Oral Maxillofac Surg 2012;
18:153-64. [PMID:
23242942 DOI:
10.1007/s10006-012-0382-1]
[Citation(s) in RCA: 45] [Impact Index Per Article: 3.8] [Reference Citation Analysis] [Abstract] [MESH Headings] [Track Full Text] [Journal Information] [Subscribe] [Scholar Register] [Received: 09/23/2012] [Accepted: 11/30/2012] [Indexed: 12/13/2022]
Abstract
PURPOSE
Following its renaissance in ophthalmology during the 1990s, preserved human amniotic membrane (HAM) has become an attractive biomaterial for all surgical disciplines.
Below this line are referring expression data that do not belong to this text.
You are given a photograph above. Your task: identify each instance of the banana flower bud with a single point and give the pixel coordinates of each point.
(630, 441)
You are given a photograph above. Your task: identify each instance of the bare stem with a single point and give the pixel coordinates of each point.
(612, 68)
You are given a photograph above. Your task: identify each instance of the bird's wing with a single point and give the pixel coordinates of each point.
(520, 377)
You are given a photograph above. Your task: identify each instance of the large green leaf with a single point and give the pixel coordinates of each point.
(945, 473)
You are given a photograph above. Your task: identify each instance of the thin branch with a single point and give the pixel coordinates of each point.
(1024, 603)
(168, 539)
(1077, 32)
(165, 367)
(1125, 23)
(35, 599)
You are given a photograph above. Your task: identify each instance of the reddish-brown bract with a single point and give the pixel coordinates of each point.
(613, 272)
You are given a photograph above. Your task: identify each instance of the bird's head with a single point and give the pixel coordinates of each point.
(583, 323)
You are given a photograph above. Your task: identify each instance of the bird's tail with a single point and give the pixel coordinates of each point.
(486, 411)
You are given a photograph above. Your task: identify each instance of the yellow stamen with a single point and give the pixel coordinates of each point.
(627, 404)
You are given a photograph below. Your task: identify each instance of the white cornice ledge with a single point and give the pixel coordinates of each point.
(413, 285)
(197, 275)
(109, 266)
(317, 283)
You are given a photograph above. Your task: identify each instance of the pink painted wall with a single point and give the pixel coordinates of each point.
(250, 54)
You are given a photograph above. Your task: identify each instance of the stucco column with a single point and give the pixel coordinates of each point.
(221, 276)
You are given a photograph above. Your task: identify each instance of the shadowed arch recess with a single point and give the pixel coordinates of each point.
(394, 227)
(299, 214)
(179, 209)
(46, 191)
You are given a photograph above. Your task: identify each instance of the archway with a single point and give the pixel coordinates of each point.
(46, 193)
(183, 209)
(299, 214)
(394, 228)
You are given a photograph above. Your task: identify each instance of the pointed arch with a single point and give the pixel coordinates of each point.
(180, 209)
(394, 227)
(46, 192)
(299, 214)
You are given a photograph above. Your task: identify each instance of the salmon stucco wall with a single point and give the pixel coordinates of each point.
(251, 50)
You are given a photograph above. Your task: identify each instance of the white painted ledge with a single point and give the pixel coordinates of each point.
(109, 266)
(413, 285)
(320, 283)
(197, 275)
This article reviews the current and potential use of HAM in oral and maxillofacial surgery, its postulated properties and common preservation techniques.
METHODS
Literature was identified by an electronic search of PubMed in July 2012; this was supplemented from the reference lists of the consulted papers.
RESULTS
HAM has been used in the field of oral and maxillofacial surgery from 1969 onwards because of its immunological preference and its pain-reducing, antimicrobial, mechanical and side-dependent adhesive or anti-adhesive properties. The effects of HAM on dermal and mucosal re-epithelialisation have been highlighted. Typically, HAM is applied after being banked in a glycerol-preserved, DMSO-preserved or freeze-dried and irradiated state. Whereas the use of HAM in flap surgery and in intra-oral and extra-oral lining is reported frequently, novel HAM applications in post-traumatic orbital surgery and temporomandibular joint surgery have been added since 2010. Tissue engineering with HAM is a fast-expanding field with a high variety of future options.
CONCLUSIONS
Preserved HAM is considered to be a safe and sufficient biomaterial in all fields of oral and maxillofacial wound healing. Recently published novel indications for HAM application lack a high level of evidence and need to be studied further.